Las bolas
Un día una bola saltó de la sección fija que los periódicos dedicaban a este entretenimiento
Nadie sabe con exactitud cuándo, dónde y cómo nació en la población la pasión por jugar a las canicas. Algunos piensan que fue en una sala de audiencias, donde inesperadamente un magistrado dejó de atender los pormenores del juicio y dibujó en el piso un círculo en que lanzó varias bolas multicolores, concentrándose en el recorrido de los pequeños objetos. Otros creen que el hecho no fue casual sino concebido por la industria nacional de juguetes, cada vez más abatida por la poderosa competencia extranjera. Hubo incluso los que vieron motivos políticos tras la fiebre súbita por un juego tan simple, pero de reglas tan precisas.
Más importante fue que el pasatiempo resultó aclamado como una bendición. De pronto los hombres ya no acudían a las cantinas a tomar cerveza y charlar con los amigos, y se quedaban en las casas jugando a las bolas con sus hijos. Se vio en el entretenimiento una forma de incrementar los vínculos familiares, la comunicación entre padres e hijos, la armonía familiar. Poco a poco las drogas cayeron en desuso, convertidas en último refugio solo para unos cuantos ciegos y tarados, incapaces de discernir entre dos y tres, o percibir los rápidos movimientos de los cuerpos redondos. Escritores y periodistas comenzaron —con tesón y avaricia— a confeccionar manuales e historias del juego, y a crear interpretaciones filosóficas del deambular de los cuerpos de pasta o los vidrios redondos.

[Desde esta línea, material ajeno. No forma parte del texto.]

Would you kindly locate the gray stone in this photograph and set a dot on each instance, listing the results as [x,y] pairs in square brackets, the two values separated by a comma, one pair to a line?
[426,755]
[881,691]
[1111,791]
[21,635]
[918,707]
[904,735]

Un día una bola saltó de la sección fija que los periódicos dedicaban a este entretenimiento. Al principio los lectores lo vieron como un hecho novedoso, un truco publicitario de la industria periodística para competir con su archirrival, el noticiero televisivo. Pronto se descubrió que no existía truco, que cada vez que alguien leía la palabra “canica”, saltaba una bolita. La industria de juguetes, en plena bonanza, quebró a los pocos meses. El juego fue sustituido por el simple placer de leer la palabra y ver saltar la bola. Pronto surgieron las diversificaciones: se inventaron variadas posiciones de lectura para poder modificar la trayectoria del objeto; se comenzó a imprimir la palabra con diversos colores, tipos y tamaños de letra, para lograr bolas con características nunca vistas; se crearon concursos y competencias, y hasta se habló de orgías secretas. Sin embargo, tales artilugios eran innecesarios. En realidad, el placer consistía únicamente en leer la palabra y ver saltar la bolita.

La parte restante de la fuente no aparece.